Real life.
That's what I have been stepping in all morning. That's what I am about to stick my hand into right now.
The vet, a stooped-shouldered, gray-haired, bespectacled man who looks as though he's lived through four and a half decades of cow palpating and castrating, orders me to put on a glove. When it comes to doing things that make me nervous or scared, I'm not much of a pushover; I have no qualms about saying "no" if I feel uncomfortable. But when Doc tells me to put on the shoulder-length glove, I find I can't disappoint him. He says everyone should palpate a cow, or feel an unborn calf, at least once.
With a shoulder-length glove on.
Palpating the female cow means the vet puts his or her hand into the anal cavity of the bovine, reach into the uterus and check for a fetus, or in the case of the cow I am about to palpate, a seven-month bred unborn calf.
After squirting liquid dish soap on my glove (worn on my left hand, even though I'm right-handed, per Doc), I eye up the back end of my patient. She is quiet and docile. Doc has already palpated her and learned she is not only sweet-tempered, but my last chance to do this, since she's the last cow in line. I stand directly behind her and mentally prepare myself. My conversation earlier with Doc goes through my mind:
"What happens if, when your hand is inside, she decides to poop?" Cows are not known for holding their bowels. In fact, I had gotten a picture earlier of a calf who got too close to his mother's hind end. I've seen cows go anywhere, any time, no matter who or what was under them.
With a completely straight face, Doc answered me. "You gotta be quick."
So said the man who is now covered from the waist down with bovine excrement. And he still has to drive home.
I take hold and move her tail to the side with my right hand and press into the anal hole with the other. I know I'm making a face because the others are laughing at me. Especially because my left hand isn't going anywhere.
"You gotta push harder." I think Doc might be laughing at me, too, but it's hard to tell. So maybe I'm a bit tenative in my reach. I have no desire to be kicked by a cranky cow who has every right to be, considering what I'm attempting. The cow backs away from me and I grit my teeth. Remind me again why everyone has to try this? I want to ask this out loud but I'm afraid to be lippy with a man who puts his hand in cows for a living.

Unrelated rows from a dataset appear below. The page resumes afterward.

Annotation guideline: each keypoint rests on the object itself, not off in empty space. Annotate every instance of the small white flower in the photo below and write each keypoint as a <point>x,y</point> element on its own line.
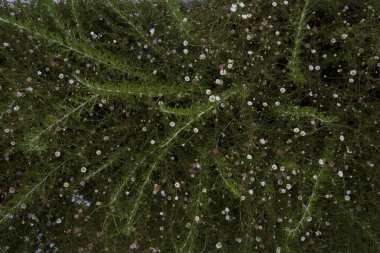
<point>219,81</point>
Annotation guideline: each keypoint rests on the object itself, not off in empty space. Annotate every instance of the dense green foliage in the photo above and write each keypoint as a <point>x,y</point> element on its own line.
<point>205,126</point>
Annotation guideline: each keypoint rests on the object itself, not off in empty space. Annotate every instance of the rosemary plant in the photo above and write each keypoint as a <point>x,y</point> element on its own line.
<point>189,126</point>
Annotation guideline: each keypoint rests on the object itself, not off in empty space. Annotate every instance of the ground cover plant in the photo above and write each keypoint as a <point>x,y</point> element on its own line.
<point>189,126</point>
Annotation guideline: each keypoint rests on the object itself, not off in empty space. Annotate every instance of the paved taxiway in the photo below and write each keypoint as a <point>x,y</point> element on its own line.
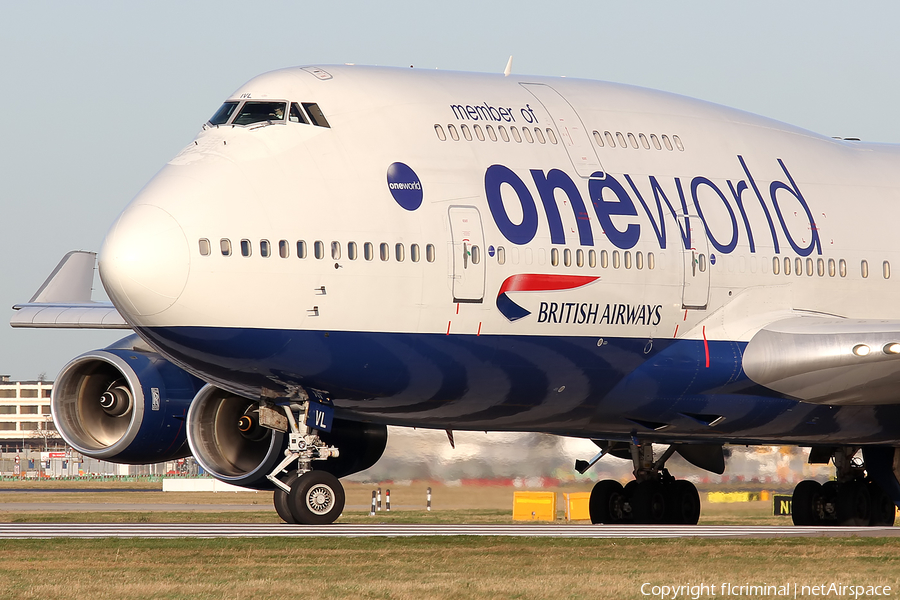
<point>231,530</point>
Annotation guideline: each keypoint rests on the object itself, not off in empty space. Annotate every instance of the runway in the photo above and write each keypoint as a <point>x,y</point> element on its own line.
<point>231,530</point>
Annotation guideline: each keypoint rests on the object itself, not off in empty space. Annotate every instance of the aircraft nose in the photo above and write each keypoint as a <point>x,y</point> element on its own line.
<point>144,261</point>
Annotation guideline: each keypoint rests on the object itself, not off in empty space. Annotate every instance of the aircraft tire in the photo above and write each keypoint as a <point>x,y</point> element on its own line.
<point>316,498</point>
<point>280,499</point>
<point>648,504</point>
<point>607,503</point>
<point>854,504</point>
<point>883,511</point>
<point>683,503</point>
<point>806,506</point>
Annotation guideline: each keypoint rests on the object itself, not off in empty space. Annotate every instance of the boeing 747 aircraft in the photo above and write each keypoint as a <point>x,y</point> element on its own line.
<point>343,248</point>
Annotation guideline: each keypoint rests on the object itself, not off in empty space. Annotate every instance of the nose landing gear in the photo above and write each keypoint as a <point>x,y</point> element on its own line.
<point>305,496</point>
<point>654,497</point>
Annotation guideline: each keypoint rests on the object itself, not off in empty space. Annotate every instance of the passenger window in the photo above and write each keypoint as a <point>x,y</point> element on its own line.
<point>260,112</point>
<point>527,133</point>
<point>223,114</point>
<point>297,115</point>
<point>315,113</point>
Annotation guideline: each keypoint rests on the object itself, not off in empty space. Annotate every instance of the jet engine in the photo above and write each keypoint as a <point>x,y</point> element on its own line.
<point>227,440</point>
<point>124,405</point>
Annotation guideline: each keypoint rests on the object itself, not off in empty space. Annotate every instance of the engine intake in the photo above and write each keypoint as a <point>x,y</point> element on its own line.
<point>123,405</point>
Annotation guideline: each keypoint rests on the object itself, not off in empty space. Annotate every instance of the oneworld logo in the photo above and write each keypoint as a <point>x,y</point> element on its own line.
<point>405,186</point>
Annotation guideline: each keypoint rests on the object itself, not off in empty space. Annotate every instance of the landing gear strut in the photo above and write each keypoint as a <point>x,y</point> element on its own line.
<point>654,497</point>
<point>304,496</point>
<point>854,499</point>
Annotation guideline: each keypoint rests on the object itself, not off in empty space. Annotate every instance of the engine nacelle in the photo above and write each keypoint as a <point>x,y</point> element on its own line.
<point>226,440</point>
<point>124,405</point>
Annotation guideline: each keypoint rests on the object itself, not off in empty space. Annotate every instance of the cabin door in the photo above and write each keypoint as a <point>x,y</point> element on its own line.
<point>468,254</point>
<point>695,293</point>
<point>569,129</point>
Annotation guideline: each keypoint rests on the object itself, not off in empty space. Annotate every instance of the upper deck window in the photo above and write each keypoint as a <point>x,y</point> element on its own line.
<point>258,112</point>
<point>223,114</point>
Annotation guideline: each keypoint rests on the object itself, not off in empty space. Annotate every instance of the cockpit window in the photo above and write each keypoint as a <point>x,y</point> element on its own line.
<point>297,114</point>
<point>257,112</point>
<point>315,113</point>
<point>223,114</point>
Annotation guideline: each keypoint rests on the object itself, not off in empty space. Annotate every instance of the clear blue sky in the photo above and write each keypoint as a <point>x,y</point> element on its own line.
<point>96,96</point>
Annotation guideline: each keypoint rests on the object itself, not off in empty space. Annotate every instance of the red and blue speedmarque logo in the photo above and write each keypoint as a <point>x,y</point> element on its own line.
<point>534,282</point>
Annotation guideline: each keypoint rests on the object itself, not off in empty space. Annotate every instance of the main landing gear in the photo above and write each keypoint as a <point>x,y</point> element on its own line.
<point>853,500</point>
<point>305,496</point>
<point>654,497</point>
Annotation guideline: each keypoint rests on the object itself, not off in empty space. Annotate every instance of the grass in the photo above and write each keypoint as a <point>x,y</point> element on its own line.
<point>421,568</point>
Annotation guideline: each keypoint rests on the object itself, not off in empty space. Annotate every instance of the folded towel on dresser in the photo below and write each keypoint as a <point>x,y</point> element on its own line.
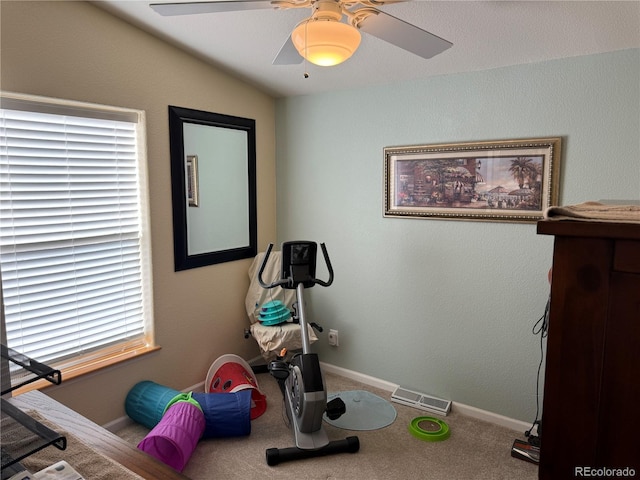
<point>595,212</point>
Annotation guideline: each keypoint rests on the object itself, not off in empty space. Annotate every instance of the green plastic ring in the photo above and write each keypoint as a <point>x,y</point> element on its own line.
<point>442,433</point>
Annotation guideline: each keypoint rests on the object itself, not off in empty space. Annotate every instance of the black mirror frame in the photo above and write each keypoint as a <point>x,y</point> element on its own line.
<point>178,116</point>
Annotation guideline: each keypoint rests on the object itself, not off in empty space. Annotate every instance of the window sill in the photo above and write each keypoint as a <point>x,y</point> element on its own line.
<point>91,366</point>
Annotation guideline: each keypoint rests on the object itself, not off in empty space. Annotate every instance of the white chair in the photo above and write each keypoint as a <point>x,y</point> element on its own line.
<point>272,339</point>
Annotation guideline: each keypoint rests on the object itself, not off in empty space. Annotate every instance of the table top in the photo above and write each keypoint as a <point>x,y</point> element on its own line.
<point>97,437</point>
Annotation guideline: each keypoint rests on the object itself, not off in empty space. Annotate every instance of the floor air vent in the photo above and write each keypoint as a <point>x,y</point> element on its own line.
<point>421,401</point>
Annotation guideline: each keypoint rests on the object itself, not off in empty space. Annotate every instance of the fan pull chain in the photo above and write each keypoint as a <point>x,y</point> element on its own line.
<point>306,74</point>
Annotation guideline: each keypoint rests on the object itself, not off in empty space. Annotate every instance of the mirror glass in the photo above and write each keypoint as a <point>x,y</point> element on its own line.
<point>213,178</point>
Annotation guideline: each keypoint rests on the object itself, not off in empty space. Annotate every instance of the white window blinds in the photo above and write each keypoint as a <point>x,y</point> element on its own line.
<point>74,247</point>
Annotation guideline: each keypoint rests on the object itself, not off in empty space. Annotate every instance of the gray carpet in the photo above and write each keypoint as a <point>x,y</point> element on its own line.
<point>475,449</point>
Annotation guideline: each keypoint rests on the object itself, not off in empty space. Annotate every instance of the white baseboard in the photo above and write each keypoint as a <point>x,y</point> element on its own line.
<point>467,410</point>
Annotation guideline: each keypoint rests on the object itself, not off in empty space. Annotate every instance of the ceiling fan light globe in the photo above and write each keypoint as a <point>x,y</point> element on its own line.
<point>325,42</point>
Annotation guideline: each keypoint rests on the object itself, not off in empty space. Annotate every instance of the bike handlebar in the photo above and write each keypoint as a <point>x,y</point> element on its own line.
<point>288,282</point>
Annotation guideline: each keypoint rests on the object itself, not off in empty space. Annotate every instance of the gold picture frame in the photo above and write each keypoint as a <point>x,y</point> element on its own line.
<point>503,180</point>
<point>193,196</point>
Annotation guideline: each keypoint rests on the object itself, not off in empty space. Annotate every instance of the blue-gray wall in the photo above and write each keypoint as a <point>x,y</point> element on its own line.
<point>447,307</point>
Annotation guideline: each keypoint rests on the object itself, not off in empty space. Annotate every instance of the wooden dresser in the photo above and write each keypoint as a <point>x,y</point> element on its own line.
<point>591,406</point>
<point>96,437</point>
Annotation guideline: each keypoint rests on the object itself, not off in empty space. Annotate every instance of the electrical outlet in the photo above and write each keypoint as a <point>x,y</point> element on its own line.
<point>333,337</point>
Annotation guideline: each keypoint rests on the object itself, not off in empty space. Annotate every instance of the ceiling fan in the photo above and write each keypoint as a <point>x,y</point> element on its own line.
<point>332,33</point>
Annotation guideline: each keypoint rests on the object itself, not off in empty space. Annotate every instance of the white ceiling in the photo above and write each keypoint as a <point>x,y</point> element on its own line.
<point>485,34</point>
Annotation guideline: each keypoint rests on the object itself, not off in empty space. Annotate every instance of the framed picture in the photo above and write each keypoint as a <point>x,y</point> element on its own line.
<point>503,181</point>
<point>192,180</point>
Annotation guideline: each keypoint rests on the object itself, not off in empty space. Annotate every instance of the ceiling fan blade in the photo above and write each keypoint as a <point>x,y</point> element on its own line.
<point>189,8</point>
<point>288,55</point>
<point>403,34</point>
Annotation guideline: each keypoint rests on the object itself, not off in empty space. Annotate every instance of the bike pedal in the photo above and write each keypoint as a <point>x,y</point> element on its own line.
<point>279,369</point>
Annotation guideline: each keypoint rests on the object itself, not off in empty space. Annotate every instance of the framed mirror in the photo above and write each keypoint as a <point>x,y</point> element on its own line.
<point>213,187</point>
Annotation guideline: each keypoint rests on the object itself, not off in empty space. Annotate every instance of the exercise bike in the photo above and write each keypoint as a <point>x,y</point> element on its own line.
<point>300,379</point>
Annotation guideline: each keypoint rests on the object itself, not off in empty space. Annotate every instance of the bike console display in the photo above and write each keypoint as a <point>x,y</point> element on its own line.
<point>299,262</point>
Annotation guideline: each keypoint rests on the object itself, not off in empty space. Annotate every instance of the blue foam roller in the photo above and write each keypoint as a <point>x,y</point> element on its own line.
<point>226,414</point>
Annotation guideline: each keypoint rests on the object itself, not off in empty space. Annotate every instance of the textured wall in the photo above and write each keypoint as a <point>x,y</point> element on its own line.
<point>74,50</point>
<point>447,307</point>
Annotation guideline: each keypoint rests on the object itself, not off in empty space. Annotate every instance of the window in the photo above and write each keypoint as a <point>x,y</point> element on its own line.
<point>74,237</point>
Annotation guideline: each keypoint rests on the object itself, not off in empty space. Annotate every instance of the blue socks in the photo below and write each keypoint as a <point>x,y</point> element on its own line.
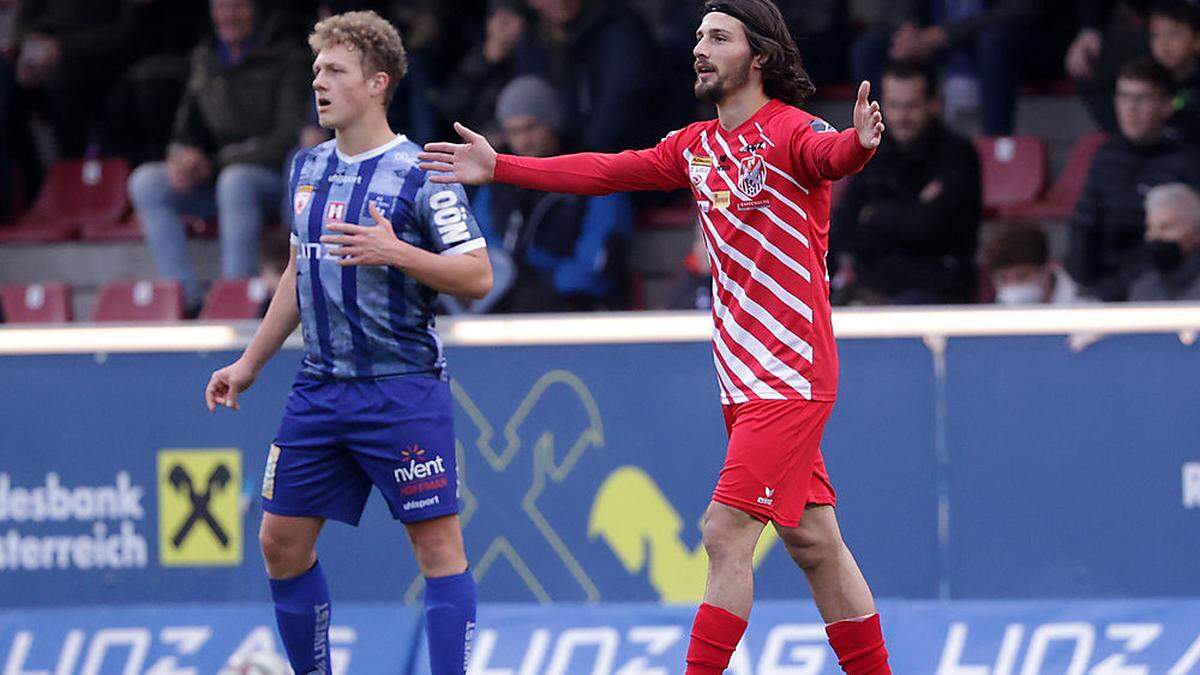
<point>449,621</point>
<point>301,609</point>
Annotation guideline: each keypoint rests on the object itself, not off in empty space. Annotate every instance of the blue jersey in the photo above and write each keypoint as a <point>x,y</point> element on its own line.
<point>371,321</point>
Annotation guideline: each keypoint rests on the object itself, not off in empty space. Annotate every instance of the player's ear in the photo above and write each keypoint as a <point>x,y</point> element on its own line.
<point>378,84</point>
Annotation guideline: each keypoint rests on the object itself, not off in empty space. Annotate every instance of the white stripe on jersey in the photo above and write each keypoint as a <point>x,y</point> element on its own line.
<point>759,237</point>
<point>766,359</point>
<point>772,191</point>
<point>743,371</point>
<point>760,312</point>
<point>766,210</point>
<point>729,392</point>
<point>784,296</point>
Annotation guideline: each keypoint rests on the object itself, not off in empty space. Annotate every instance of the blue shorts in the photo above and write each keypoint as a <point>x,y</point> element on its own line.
<point>339,436</point>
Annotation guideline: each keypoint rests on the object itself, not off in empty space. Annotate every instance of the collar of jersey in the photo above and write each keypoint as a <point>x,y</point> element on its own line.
<point>373,153</point>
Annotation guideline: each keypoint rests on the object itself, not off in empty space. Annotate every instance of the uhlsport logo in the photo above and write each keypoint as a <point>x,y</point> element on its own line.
<point>199,520</point>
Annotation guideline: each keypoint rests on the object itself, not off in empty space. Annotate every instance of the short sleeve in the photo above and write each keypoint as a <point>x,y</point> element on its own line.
<point>444,213</point>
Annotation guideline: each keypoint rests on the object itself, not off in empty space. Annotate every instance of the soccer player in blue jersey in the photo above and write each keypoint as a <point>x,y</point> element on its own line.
<point>373,243</point>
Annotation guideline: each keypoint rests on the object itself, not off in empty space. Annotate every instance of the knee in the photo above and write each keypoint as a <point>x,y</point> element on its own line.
<point>149,185</point>
<point>439,553</point>
<point>811,547</point>
<point>721,538</point>
<point>285,555</point>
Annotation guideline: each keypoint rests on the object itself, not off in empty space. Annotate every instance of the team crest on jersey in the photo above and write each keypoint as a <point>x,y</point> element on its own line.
<point>301,198</point>
<point>335,211</point>
<point>385,203</point>
<point>699,168</point>
<point>751,175</point>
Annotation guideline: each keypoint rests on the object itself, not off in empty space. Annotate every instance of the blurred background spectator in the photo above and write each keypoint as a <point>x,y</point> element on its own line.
<point>569,251</point>
<point>972,45</point>
<point>1107,250</point>
<point>149,82</point>
<point>905,231</point>
<point>1017,260</point>
<point>241,111</point>
<point>1173,245</point>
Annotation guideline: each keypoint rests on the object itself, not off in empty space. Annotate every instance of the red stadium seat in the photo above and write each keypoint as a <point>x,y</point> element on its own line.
<point>682,216</point>
<point>1059,202</point>
<point>139,300</point>
<point>1014,169</point>
<point>36,303</point>
<point>232,299</point>
<point>77,195</point>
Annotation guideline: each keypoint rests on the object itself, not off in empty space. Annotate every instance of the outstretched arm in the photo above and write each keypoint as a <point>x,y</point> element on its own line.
<point>475,162</point>
<point>832,156</point>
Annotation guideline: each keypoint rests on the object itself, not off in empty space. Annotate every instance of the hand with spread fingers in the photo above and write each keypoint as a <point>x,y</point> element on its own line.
<point>868,118</point>
<point>469,163</point>
<point>367,245</point>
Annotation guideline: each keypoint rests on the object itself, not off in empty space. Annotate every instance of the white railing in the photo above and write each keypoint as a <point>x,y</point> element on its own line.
<point>634,327</point>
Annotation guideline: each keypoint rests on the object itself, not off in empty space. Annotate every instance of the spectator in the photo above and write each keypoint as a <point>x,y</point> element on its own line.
<point>601,59</point>
<point>909,222</point>
<point>972,43</point>
<point>1173,243</point>
<point>568,250</point>
<point>71,52</point>
<point>1018,261</point>
<point>1107,232</point>
<point>471,94</point>
<point>1111,33</point>
<point>694,286</point>
<point>1175,43</point>
<point>241,111</point>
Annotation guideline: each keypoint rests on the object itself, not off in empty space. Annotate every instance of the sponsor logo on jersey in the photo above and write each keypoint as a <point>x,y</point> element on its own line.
<point>769,499</point>
<point>821,126</point>
<point>301,198</point>
<point>335,211</point>
<point>751,175</point>
<point>699,168</point>
<point>450,217</point>
<point>385,203</point>
<point>421,503</point>
<point>418,465</point>
<point>754,204</point>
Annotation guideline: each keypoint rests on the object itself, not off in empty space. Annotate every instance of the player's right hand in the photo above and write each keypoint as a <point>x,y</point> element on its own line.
<point>227,383</point>
<point>469,163</point>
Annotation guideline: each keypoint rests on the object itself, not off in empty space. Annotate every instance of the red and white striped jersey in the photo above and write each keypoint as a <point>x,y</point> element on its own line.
<point>762,192</point>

Her muscles are contracting around my wrist. I am completely focused on the odd sensations.
"Do you feel it? Are you in there? The hoof is right there." Doc is shooting rapid-fire questions at me. How do I know if I'm "there"? Pressing my hand down I feel bone. All I can picture is a restaraunt commercial with rotating ribs over the barbie.
I press my arm in further and I feel a lump. I make a shocked face and I see a flash. Great. They are now taking pictures of me with my arm elbow deep in the back end of a side of beef.
"Do you feel it now? Try to grab the hoof." Doc is talking to me through the side of the chute. I nod my head, pray I'm not grabbing a lung or a bladder and reach for the lump. It's round and immediately pulls back. The cow pulls back, too, and I take my hand out. I laugh in sheer delight--I just touched an unborn calf!
Everybody should try it.
Now I want to experience that too, like James Herriot! Lucky you!